A high-volume data logging level, which could really be thought of as a “Channel”, can be put into its own files or collections of files so it’s easily toggled off as well as put into a central location for automated analysis. On that latter note, the likelihood of hundreds of lines of logging being something you want to dig through manually is probably pretty low. You can even do some budget analysis using cat/tail/grep/awk/perl from the command line.
The Windowses
Syslog isn’t on Windows by default. I know that. We all know that. But neither is Visual Studio or any other development tool. Just install it.

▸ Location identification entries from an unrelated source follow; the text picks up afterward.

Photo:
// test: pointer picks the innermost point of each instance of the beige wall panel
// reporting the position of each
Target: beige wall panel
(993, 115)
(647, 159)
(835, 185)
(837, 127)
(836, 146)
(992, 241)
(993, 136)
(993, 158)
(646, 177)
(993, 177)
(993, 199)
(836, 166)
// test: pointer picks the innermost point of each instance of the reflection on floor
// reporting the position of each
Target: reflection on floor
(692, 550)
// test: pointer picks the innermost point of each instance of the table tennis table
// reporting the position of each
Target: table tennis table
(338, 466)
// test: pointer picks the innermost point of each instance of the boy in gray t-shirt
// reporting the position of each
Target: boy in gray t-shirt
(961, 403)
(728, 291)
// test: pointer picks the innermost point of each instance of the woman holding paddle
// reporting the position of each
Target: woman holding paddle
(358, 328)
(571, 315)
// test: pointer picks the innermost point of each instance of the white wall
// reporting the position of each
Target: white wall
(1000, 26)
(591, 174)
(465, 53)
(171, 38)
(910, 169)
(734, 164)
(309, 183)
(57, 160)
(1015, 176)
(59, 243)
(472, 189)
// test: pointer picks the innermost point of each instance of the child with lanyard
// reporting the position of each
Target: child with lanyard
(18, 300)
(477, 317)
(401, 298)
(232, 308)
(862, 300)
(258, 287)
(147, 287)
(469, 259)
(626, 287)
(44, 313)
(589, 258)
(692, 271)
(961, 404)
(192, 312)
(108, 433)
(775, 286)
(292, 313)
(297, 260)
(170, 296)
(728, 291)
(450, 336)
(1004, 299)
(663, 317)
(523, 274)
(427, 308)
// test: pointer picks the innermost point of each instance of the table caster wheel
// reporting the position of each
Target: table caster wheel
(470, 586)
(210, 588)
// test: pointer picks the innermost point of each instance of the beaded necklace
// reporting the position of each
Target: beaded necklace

Use UDP as the delivery mechanism and install syslog-ng via Cygwin.
Cygwin
Yeah, it’s not the dream come true that it could be, but it is indispensable in developing your software in a way that translates cleanly to other platforms, which by and large are Un*x variants in one form or another.
Examples
Syslog-ng Setup
This Syslog-ng setup will create 3 log files (“Destinations”); /var/log/messages, /var/log/game, and /var/log/game_trace ‘messages’ collects anything sent directly to syslog via API calls. ‘game’ will have all messages containing “SERVER”, but not any that have “[TRACE]” ‘game_trace’ will have only messages with “[TRACE]” in them.
@version: 3.2
@include "scl.conf"
source s_local {
system();
internal();
};
source s_network {
udp();
};
destination d_local {
file( "/var/log/messages" );
};
destination d_game {
file( "/var/log/game" );
};
destination d_game_trace {
file( "/var/log/game_trace" );
};
filter f_game {
match( "SERVER" );
};
filter f_trace {
match( '.+\[Trace\]:' );
};
filter f_game_general {
filter( f_game ) and not filter( f_trace );
};
filter f_game_trace {
filter( f_game ) and filter( f_trace );
};
filter f_everything_else {
not filter( f_game );
};
log {
source( s_local );
source( s_network );
filter( f_everything_else );
destination( d_local );
};
log {
source( s_local );
source( s_network );
filter( f_game_trace );
destination( d_game_trace );
};
log {
source( s_local );
source( s_network );
filter( f_game_general );
destination( d_game );
};
Note: This example is far from perfect and Syslog-ng warns of the performance implications of ‘match’ like that, but we’re really not pushing a volume that would make that an issue
UDP Code Snippets
I ommitted a C/C++ example as it’s somewhat different depending on platform and the C# version just read a little clearer. There are thousands of examples of doing sockets out there on those internets though.
// Setup
IPAddress destinationAddress = IPAddress.Parse( address );
IPEndPoint endPoint = new IPEndPoint( destinationAddress, 514 );
Socket socket = new Socket( AddressFamily.InterNetwork, SocketType.Dgram, ProtocolType.Udp );
// Send
byte[] buffer = System.Text.Encoding.ASCII.GetBytes( "<14>SERVER(2a06b95c)[Info]: AI: Navmesh built. 1200 tris. 3000 connections." );
socket.SendTo(buffer, System.Math.Min(buffer.Length, 512), SocketFlags.None, _endPoint);
Conclusion
At its very core, using syslog instead of your own file based logging gives you the benefit of standards and a wealth of existing tools.
Lastly, there are systems that do syslog logging that obviate the need for you to screw around with UDP directly on your own, such as Poco and, if you’re using C#/.NET, Log4Net.